Casting and forging metal have been two of the most widely used methods for producing metal components in the last century or so, but are their best days behind them now that other techniques are more competitive?
Let’s not forget, casting and forging metal offer some benefits and advantages. Casting, for example, allows for excellent dimensional accuracy, while parts produced by forging are incredibly strong. It’s no coincidence they’ve been used so widely and for so long.
Despite such advantages, however, both forging metal and casting come with some disadvantages. The most important of these is high cost. Expenditure on machinery, the energy needed to heat metals to the melting point, materials and trained personnel is high – and those costs are passed on to customers.
With cost increasingly under the microscope in the past decade, and set to become increasingly important in coming years, there are question marks over forging and casting’s suitability for most engineering projects. This is especially true when these techniques are compared with other methods that allow costs to be kept low.
Cold forming advantages
Let’s consider cold forming as an example. For starters, this process is undertaken at room temperature, immediately slashing the cost of overheads compared with forging and casting. Secondly, while the cost of sourcing materials for forging and casting can be high since only high fluidity metals are usable, cold forming is not limited by types of grades of metal, which makes sourcing more cost effective. Finally, cold forming can meet almost any production volume need, whereas a significant amount is required to make casting and to forge economic.

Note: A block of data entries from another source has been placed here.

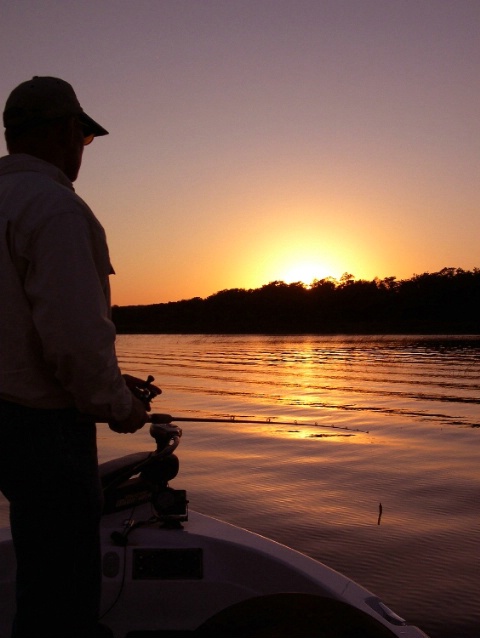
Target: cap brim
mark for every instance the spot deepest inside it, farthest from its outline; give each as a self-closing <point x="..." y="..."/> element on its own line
<point x="95" y="128"/>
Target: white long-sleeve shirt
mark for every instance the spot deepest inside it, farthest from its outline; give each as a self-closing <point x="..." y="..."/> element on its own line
<point x="57" y="341"/>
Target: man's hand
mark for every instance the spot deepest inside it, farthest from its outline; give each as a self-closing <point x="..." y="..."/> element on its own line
<point x="136" y="419"/>
<point x="143" y="390"/>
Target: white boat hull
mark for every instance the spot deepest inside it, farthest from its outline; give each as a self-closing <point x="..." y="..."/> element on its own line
<point x="179" y="579"/>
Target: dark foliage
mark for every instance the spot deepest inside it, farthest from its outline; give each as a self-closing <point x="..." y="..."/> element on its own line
<point x="445" y="302"/>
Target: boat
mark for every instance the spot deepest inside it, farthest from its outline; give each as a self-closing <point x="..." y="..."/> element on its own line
<point x="169" y="571"/>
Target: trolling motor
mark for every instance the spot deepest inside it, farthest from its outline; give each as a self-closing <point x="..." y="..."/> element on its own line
<point x="144" y="477"/>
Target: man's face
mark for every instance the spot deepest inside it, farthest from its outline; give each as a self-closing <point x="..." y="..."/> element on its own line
<point x="74" y="150"/>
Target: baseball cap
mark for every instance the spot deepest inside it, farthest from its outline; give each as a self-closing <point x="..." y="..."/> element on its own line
<point x="46" y="98"/>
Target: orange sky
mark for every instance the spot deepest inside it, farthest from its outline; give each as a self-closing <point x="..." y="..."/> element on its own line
<point x="261" y="140"/>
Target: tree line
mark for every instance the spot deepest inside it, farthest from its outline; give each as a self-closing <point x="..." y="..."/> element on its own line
<point x="444" y="302"/>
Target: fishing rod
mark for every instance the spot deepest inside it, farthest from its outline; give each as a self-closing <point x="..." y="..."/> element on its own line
<point x="167" y="419"/>
<point x="146" y="393"/>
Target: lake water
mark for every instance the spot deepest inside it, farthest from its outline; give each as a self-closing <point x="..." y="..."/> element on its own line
<point x="348" y="423"/>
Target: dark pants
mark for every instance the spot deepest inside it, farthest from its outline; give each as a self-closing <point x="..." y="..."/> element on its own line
<point x="49" y="473"/>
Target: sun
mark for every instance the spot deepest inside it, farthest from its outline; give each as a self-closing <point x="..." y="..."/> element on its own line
<point x="304" y="271"/>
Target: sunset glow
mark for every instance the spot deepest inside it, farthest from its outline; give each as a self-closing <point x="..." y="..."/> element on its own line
<point x="254" y="141"/>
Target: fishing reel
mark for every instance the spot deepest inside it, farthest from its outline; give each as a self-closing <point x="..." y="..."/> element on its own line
<point x="143" y="390"/>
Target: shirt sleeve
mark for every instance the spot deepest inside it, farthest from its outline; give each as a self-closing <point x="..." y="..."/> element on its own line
<point x="67" y="286"/>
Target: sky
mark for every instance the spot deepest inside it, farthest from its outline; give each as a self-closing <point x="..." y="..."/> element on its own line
<point x="261" y="140"/>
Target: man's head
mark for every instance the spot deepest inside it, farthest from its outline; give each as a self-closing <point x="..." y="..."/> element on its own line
<point x="43" y="117"/>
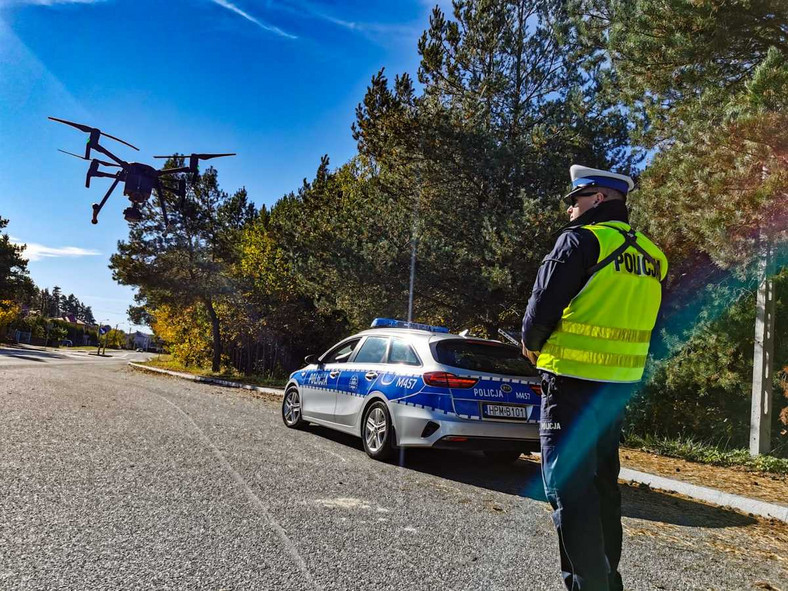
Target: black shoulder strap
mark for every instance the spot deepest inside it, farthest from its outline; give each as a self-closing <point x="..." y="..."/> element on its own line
<point x="630" y="239"/>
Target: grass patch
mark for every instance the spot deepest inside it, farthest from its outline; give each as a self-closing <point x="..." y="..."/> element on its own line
<point x="703" y="452"/>
<point x="230" y="374"/>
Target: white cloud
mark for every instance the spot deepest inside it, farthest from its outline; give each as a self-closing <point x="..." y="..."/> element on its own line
<point x="266" y="27"/>
<point x="307" y="9"/>
<point x="4" y="3"/>
<point x="36" y="252"/>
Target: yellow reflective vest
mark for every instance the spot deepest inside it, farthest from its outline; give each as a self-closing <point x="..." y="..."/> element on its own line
<point x="605" y="331"/>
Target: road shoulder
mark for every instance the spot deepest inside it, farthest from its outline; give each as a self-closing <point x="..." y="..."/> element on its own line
<point x="715" y="496"/>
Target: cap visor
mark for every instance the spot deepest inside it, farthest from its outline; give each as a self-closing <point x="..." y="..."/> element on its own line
<point x="569" y="197"/>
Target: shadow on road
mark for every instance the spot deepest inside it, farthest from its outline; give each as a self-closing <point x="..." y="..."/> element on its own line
<point x="523" y="478"/>
<point x="29" y="354"/>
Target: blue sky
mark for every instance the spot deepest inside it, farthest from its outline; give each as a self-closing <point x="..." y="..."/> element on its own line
<point x="276" y="82"/>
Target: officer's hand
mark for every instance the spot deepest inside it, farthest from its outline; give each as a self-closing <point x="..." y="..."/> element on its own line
<point x="532" y="356"/>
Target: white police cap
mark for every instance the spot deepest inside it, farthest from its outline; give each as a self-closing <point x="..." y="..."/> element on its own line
<point x="584" y="177"/>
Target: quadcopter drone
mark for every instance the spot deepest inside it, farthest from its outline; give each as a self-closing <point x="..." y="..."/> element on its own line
<point x="139" y="179"/>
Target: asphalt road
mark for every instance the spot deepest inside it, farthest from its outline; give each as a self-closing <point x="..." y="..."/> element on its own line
<point x="115" y="479"/>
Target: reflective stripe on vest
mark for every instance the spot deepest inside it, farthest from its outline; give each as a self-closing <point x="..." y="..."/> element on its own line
<point x="605" y="331"/>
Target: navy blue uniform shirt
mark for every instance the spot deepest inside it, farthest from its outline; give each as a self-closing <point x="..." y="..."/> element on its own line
<point x="564" y="272"/>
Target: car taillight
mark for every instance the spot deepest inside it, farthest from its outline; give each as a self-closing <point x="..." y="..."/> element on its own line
<point x="444" y="379"/>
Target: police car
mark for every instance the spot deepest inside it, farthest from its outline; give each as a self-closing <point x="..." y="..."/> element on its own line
<point x="402" y="384"/>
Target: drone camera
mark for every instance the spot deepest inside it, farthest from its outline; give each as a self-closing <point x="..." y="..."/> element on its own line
<point x="132" y="214"/>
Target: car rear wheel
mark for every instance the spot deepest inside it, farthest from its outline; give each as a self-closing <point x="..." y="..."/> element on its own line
<point x="502" y="457"/>
<point x="377" y="432"/>
<point x="291" y="410"/>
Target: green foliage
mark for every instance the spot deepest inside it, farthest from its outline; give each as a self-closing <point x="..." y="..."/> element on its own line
<point x="703" y="389"/>
<point x="190" y="262"/>
<point x="14" y="281"/>
<point x="669" y="54"/>
<point x="715" y="452"/>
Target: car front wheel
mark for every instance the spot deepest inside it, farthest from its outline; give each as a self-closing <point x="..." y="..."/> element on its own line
<point x="377" y="432"/>
<point x="291" y="410"/>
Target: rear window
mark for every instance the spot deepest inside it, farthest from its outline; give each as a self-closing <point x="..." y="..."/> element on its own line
<point x="482" y="357"/>
<point x="372" y="351"/>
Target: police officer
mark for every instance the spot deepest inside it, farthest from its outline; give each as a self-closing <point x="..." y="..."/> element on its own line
<point x="587" y="329"/>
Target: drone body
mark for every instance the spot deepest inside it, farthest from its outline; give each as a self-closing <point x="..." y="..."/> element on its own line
<point x="139" y="180"/>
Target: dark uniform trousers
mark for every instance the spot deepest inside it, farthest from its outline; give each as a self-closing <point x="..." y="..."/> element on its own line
<point x="580" y="427"/>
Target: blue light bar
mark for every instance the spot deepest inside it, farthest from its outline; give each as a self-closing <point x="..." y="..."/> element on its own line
<point x="391" y="323"/>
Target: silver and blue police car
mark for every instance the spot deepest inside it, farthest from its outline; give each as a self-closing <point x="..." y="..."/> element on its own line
<point x="402" y="384"/>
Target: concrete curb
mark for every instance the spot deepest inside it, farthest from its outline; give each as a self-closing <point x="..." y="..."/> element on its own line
<point x="701" y="493"/>
<point x="215" y="381"/>
<point x="709" y="495"/>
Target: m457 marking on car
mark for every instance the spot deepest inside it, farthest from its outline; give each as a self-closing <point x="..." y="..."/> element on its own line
<point x="407" y="383"/>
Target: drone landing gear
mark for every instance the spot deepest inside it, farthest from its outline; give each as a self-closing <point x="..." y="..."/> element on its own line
<point x="97" y="206"/>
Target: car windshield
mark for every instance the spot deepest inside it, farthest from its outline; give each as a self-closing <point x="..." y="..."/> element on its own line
<point x="483" y="357"/>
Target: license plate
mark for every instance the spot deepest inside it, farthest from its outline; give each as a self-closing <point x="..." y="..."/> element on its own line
<point x="503" y="411"/>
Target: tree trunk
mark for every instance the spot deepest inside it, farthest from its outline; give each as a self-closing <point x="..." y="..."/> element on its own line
<point x="217" y="340"/>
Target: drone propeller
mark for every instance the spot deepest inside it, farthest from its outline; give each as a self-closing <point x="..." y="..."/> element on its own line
<point x="93" y="131"/>
<point x="195" y="158"/>
<point x="104" y="162"/>
<point x="198" y="156"/>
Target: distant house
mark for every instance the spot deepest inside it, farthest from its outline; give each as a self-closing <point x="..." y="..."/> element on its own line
<point x="78" y="324"/>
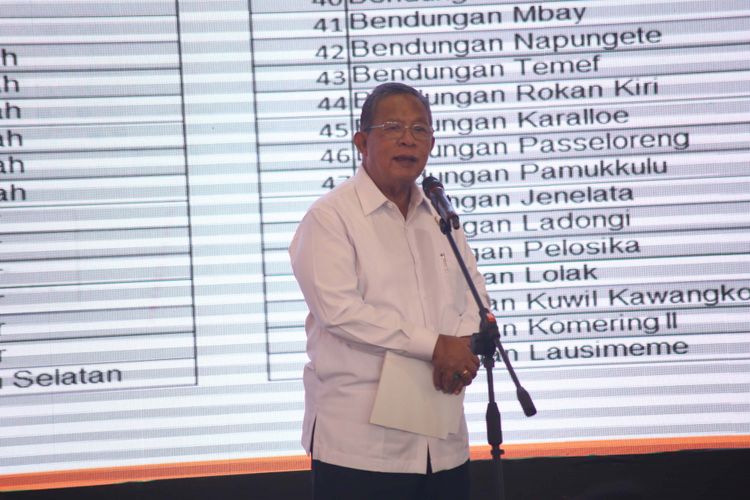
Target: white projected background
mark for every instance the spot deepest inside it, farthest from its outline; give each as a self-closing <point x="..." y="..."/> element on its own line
<point x="155" y="158"/>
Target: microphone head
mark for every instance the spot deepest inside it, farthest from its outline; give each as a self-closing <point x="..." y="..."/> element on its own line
<point x="429" y="183"/>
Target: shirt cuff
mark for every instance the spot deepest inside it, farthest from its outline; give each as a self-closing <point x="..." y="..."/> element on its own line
<point x="422" y="343"/>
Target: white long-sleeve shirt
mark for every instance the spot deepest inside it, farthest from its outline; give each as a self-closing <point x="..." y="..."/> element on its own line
<point x="374" y="281"/>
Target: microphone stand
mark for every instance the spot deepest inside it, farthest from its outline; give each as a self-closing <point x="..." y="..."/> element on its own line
<point x="484" y="343"/>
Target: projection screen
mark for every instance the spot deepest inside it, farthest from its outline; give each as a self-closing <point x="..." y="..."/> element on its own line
<point x="156" y="156"/>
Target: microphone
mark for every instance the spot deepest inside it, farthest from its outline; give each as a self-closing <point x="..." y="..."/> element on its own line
<point x="434" y="190"/>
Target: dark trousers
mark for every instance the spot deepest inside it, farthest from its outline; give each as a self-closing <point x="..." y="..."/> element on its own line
<point x="331" y="482"/>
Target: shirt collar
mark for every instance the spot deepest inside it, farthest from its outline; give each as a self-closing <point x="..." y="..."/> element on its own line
<point x="371" y="197"/>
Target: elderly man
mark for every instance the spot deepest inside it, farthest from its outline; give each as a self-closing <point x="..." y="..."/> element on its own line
<point x="387" y="302"/>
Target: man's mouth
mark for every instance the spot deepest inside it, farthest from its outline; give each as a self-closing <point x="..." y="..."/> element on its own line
<point x="405" y="159"/>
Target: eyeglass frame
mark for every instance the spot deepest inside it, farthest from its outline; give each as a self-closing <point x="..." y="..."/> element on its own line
<point x="404" y="128"/>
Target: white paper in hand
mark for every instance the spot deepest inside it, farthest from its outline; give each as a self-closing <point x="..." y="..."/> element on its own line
<point x="407" y="400"/>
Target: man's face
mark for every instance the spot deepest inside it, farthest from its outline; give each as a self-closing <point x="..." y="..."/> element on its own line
<point x="395" y="162"/>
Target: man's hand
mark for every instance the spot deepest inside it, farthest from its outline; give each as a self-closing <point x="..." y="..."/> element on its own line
<point x="454" y="365"/>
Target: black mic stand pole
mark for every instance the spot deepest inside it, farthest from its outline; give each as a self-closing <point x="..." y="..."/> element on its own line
<point x="484" y="344"/>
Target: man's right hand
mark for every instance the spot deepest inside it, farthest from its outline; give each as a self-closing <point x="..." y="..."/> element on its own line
<point x="454" y="365"/>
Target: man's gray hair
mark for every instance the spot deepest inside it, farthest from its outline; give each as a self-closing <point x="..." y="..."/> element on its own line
<point x="386" y="90"/>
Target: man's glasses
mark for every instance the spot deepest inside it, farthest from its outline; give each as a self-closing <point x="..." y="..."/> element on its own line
<point x="394" y="130"/>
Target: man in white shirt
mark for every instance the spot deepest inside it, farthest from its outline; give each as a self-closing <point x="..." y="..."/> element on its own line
<point x="381" y="282"/>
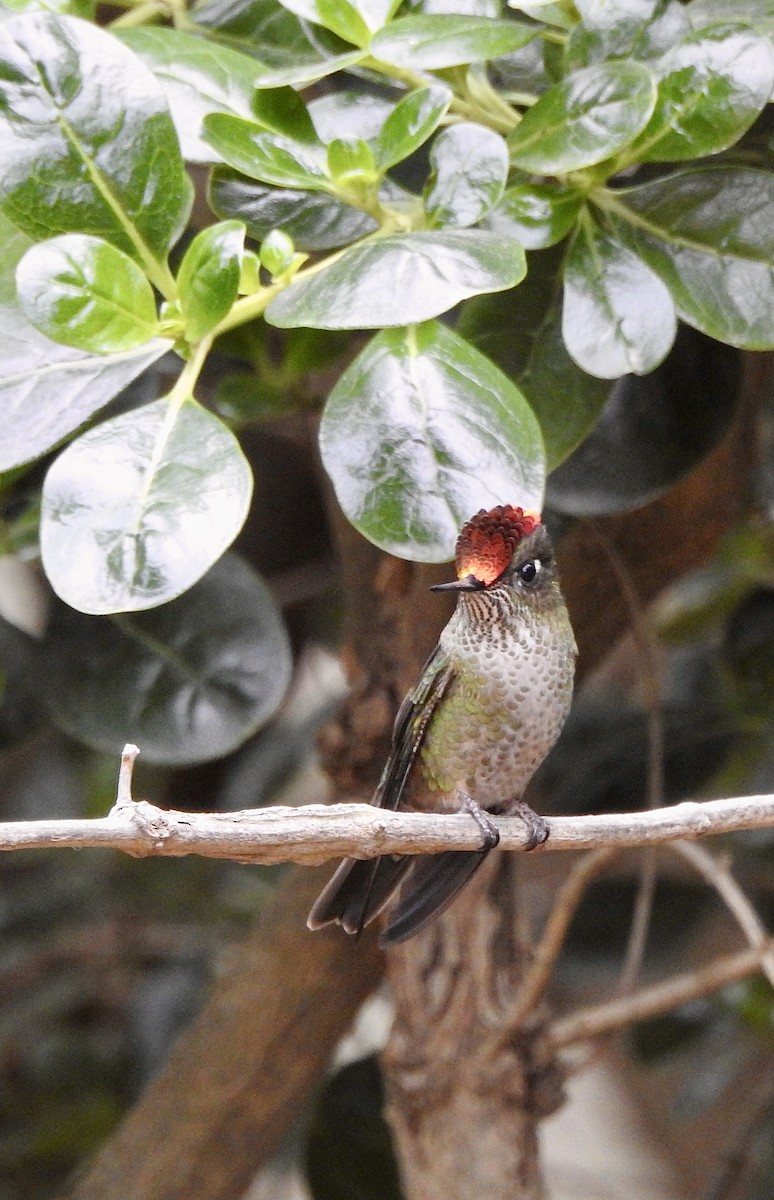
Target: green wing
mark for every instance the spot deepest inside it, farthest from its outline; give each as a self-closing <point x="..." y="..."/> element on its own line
<point x="359" y="889"/>
<point x="411" y="726"/>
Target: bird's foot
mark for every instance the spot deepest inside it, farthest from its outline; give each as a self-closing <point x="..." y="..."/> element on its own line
<point x="489" y="829"/>
<point x="538" y="828"/>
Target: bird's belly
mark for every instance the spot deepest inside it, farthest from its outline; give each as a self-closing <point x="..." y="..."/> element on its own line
<point x="496" y="725"/>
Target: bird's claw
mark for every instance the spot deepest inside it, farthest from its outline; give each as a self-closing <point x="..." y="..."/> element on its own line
<point x="489" y="829"/>
<point x="538" y="828"/>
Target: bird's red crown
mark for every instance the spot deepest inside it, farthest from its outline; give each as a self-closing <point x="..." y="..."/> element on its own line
<point x="487" y="541"/>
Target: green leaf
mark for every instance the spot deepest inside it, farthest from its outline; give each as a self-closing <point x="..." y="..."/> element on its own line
<point x="208" y="280"/>
<point x="282" y="111"/>
<point x="198" y="78"/>
<point x="47" y="391"/>
<point x="306" y="73"/>
<point x="420" y="432"/>
<point x="339" y="16"/>
<point x="187" y="682"/>
<point x="139" y="508"/>
<point x="399" y="279"/>
<point x="87" y="141"/>
<point x="270" y="157"/>
<point x="617" y="468"/>
<point x="713" y="87"/>
<point x="538" y="215"/>
<point x="259" y="27"/>
<point x="469" y="168"/>
<point x="351" y="159"/>
<point x="618" y="315"/>
<point x="625" y="29"/>
<point x="411" y="123"/>
<point x="355" y="114"/>
<point x="83" y="292"/>
<point x="313" y="220"/>
<point x="708" y="234"/>
<point x="587" y="118"/>
<point x="521" y="331"/>
<point x="448" y="40"/>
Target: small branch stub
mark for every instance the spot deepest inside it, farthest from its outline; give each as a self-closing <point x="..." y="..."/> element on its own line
<point x="315" y="833"/>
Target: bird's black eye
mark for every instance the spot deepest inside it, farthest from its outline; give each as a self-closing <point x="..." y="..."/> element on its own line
<point x="529" y="571"/>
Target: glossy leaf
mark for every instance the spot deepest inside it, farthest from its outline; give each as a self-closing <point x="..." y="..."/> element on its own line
<point x="618" y="316"/>
<point x="420" y="432"/>
<point x="351" y="159"/>
<point x="355" y="114"/>
<point x="653" y="430"/>
<point x="187" y="682"/>
<point x="85" y="138"/>
<point x="588" y="117"/>
<point x="139" y="508"/>
<point x="270" y="157"/>
<point x="85" y="293"/>
<point x="714" y="84"/>
<point x="448" y="40"/>
<point x="262" y="27"/>
<point x="282" y="111"/>
<point x="399" y="279"/>
<point x="708" y="234"/>
<point x="538" y="215"/>
<point x="409" y="124"/>
<point x="198" y="78"/>
<point x="469" y="168"/>
<point x="313" y="220"/>
<point x="305" y="73"/>
<point x="521" y="331"/>
<point x="340" y="16"/>
<point x="47" y="391"/>
<point x="625" y="29"/>
<point x="208" y="280"/>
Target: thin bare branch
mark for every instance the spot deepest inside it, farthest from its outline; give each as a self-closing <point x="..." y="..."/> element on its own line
<point x="718" y="875"/>
<point x="316" y="833"/>
<point x="658" y="999"/>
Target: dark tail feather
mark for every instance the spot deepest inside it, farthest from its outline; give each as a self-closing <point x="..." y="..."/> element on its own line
<point x="358" y="892"/>
<point x="431" y="886"/>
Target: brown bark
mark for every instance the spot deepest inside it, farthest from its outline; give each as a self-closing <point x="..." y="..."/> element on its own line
<point x="467" y="1090"/>
<point x="237" y="1078"/>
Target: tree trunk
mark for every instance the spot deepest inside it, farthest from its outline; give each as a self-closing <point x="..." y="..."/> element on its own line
<point x="466" y="1089"/>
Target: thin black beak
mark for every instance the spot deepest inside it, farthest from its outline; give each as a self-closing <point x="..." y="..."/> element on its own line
<point x="469" y="583"/>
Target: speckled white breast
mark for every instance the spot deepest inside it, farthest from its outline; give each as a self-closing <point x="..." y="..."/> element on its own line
<point x="507" y="705"/>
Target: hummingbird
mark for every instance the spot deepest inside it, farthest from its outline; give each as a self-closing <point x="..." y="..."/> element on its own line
<point x="487" y="708"/>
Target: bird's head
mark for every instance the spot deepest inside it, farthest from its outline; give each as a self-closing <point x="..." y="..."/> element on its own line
<point x="505" y="546"/>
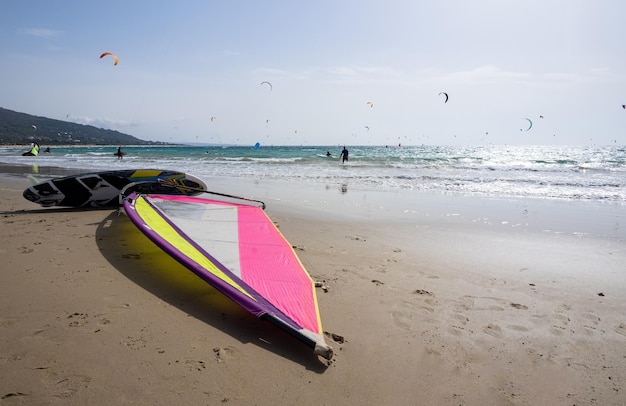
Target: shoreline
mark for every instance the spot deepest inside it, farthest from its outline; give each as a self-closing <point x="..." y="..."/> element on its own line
<point x="441" y="300"/>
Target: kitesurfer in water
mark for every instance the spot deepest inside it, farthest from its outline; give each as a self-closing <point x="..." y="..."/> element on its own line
<point x="344" y="154"/>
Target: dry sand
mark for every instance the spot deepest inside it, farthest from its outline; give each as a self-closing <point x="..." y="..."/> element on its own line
<point x="433" y="313"/>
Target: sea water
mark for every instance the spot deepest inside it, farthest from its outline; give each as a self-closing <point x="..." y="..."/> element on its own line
<point x="596" y="173"/>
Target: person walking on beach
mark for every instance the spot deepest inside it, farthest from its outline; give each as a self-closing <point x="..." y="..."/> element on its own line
<point x="344" y="154"/>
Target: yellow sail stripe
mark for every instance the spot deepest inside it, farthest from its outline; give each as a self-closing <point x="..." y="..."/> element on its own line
<point x="157" y="223"/>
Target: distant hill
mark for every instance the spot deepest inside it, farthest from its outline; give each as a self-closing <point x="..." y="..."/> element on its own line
<point x="21" y="128"/>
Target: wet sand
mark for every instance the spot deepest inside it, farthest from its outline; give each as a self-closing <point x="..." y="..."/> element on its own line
<point x="441" y="300"/>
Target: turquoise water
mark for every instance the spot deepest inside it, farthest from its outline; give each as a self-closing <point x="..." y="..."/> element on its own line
<point x="563" y="172"/>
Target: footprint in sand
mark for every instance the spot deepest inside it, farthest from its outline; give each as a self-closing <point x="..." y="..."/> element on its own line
<point x="224" y="354"/>
<point x="77" y="319"/>
<point x="493" y="330"/>
<point x="621" y="329"/>
<point x="65" y="386"/>
<point x="458" y="323"/>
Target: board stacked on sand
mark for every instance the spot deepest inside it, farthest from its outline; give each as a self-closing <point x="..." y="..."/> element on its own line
<point x="103" y="189"/>
<point x="238" y="250"/>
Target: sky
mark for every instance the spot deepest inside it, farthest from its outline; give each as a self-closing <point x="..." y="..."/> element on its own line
<point x="342" y="72"/>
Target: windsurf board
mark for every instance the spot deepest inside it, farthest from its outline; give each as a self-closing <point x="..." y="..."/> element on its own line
<point x="104" y="189"/>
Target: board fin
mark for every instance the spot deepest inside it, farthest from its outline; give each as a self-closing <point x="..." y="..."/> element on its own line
<point x="33" y="180"/>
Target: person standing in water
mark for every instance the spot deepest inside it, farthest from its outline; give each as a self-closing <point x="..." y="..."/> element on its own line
<point x="344" y="154"/>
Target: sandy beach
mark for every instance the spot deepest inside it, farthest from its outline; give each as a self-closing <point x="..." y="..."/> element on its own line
<point x="441" y="300"/>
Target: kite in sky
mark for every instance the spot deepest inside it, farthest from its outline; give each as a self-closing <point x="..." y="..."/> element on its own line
<point x="116" y="60"/>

Cost shouldn’t be everything, though. Other factors should be considered when selecting a technique to produce parts. However, when high-quality products, good customer support and on-time delivery should come as standard, cost usually becomes the main differentiator between techniques and service providers. And that, unfortunately for our forging and casting cousins, is why we can expect to see these techniques becoming less competitive over coming years.